In A Thousand Splendid Suns, Khaled Hosseni quotes a proverb that says, ‘Like a compass needle that points north, a man’s accusing finger always finds a woman.’ If a man’s business is not doing well, his wife is at fault. She has brought bad luck to the man. If she has difficult children, she is to blame. She just cannot seem to get things right. As a result, the African woman carries around so much emotional garbage. She doesn’t really know what to believe as she runs from one prayer meeting to the other, because she knows that if anything goes wrong in her fragile existence, she will be to blame. Her nerves are frayed as she tries to play God in the centre of her own universe.

Little wonder that the African woman is often a complex, over-sensitive, confused and suspicious woman. Trying to keep up appearances and go from day to day drains her energy so much. She finds little peace with herself and others. Fast more, pray more, give more, try harder, are some of the palliative suggestions she gets from the church while she is dying emotionally. She has since buried the pain; she can simply not afford the luxury of facing and dealing with her emotions. Just surviving on the physical plain is enough with the shortage of everything and corrupt governments.

The African woman is expected to stoically carry out all her responsibilities in the face of emotional and economic trauma. What must be done has to be done so she must deny, suppress or repress her feelings about all that is going on around her.

The message of the cross is one of liberation and not one of condemnation. It is the accuser of the brethren that works day and night condemning us. Thankfully, the Bible says in Romans 8:1 that there is no condemnation for those who walk according to the Spirit. The message of the cross is one of grace, unconditional love and acceptance—that we are totally accepted in the Beloved (Eph. 1:6).

The African woman may have encountered Christ, but she is still confused about her identity in Him and therefore her God-given potential lies unutilized. Instead of liberty and freedom, there is now a rigid set of rules to live by, pulling her into even deeper bondage. In the unequivocal words of Watchman Nee in his book, The Spiritual Man, ‘ Truth is given to set people free not to find fault.’ The Word of God is meant to liberate us to be all Christ desires us to be rather than limit our potential. It should be interpreted to allow women to fly rather than crawl.

My friend Bunmi once said, ‘We African women all have different issues to deal with: single and wanting to get married; married with no children, problems with rejection by in-laws, problems with teenage children; all sorts of emotional, physical or spiritual abuse, and the like.’ However, these are not excuses for not being what we are supposed to be in Christ Jesus. Will we, like the unprofitable servant, bury ourselves and our talents in the mud, roll over and play dead because God in His infinite wisdom has not given us certain things or answered our prayers the way we want them?

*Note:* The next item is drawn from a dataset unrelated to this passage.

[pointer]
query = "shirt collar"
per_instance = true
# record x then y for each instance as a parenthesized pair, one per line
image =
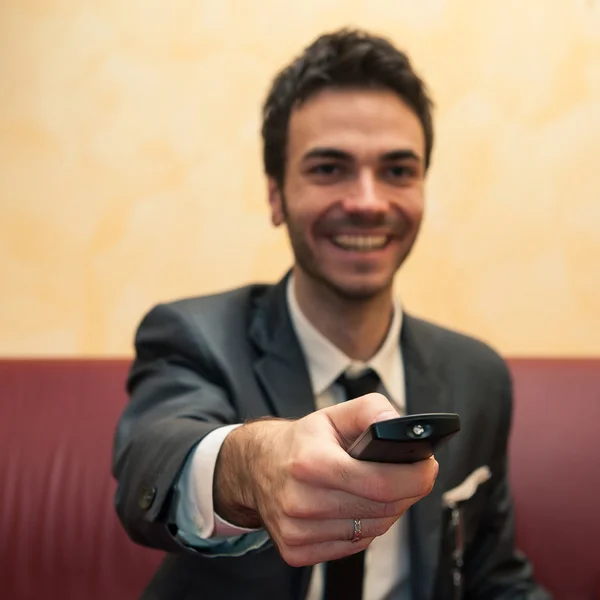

The unprofitable servant said to his master, ‘I know you are very wicked and you reap where you have not sown.’ We may not say so in so many words but our actions and our attitudes show that we are deliberately withholding ourselves from God and putting our light under a bushel instead of shining brightly for the world to see and glorify our Father in heaven. We are a beacon and a light, when in spite of everything we can still declare like Job: ‘Though He slay me, yet will I trust Him’ ( Job 13: 15).